The gradient method is a function of local relative change in image count levels at the tumor-normal tissue boundary. It is not sensitive to varying background counts as it depends on the location rather than the magnitude of the count change [16]. Previous phantom studies have demonstrated, for segmentation of MTV, that gradient segmentation is more accurate than threshold segmentation (using SUVmax of 45 %) for spheres <20 mm (p < 0.015) [16]. These authors further demonstrated that inter-observer variability is significantly reduced when gradient segmentation is used compared to manual or a 25 % SUVmax threshold segmentation.

Tumor size has been shown to have an effect on the reliability of metabolic volume segmentation [16, 26]. The fixed SUVmax percentage threshold segmentation depends on the SUVmax and the set threshold. There is no best single threshold for all volumes.

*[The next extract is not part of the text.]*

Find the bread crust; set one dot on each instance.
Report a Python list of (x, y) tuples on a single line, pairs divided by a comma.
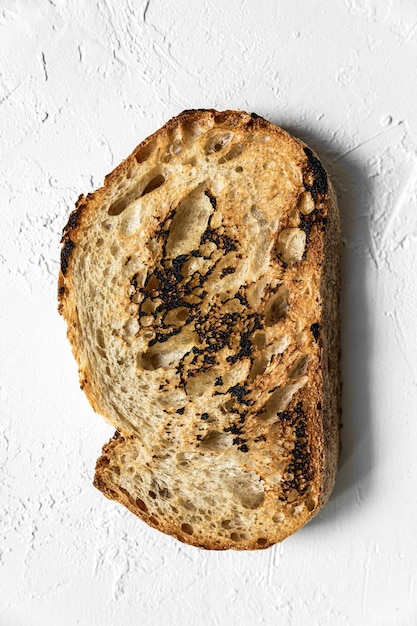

As smaller volumes require a larger threshold because of partial volume effects, the optimum threshold is a function of volume [16]. Furthermore, fixed segmentation suffers from its binary deterministic nature and lack of robustness for varying tumor to background contrast [18]. Our study confirms that the lower intra-reader reliability seen with smaller volumes in phantom studies is also seen in patients, especially for segmenting MTV.

Our study results need to be interpreted in the context of the study design. As an exploratory study, we used a single reader with 3 years of faculty experience reading PET/CT and 18 months of experience in volumetric segmentations. We have previously demonstrated that reader training and experience have an impact on reader reliability [27]. Further studies are needed to assess the applicability of our results to different malignancies using multiple readers, with varied experience, working with semiautomated segmentation programs, and to establish the intra-and inter-reader reliability of MTV and TGA. The impact of intravenous contrast was not studied as the segmentation methods were based on the PET images and IV contrast has non-significant effect on PET images.

In conclusion, the intra-reader reliability of MTV and TGA depends on the segmentation methods and size of the tumor. Gradient segmentation has less bias than fixed threshold segmentation for MTV, especially for smaller volumetric tumors. Intra-reader variability for TGA is lower than for MTV for both segmentation methods in small and large volume tumors. Further studies are needed to validate these exploratory findings and conclusions.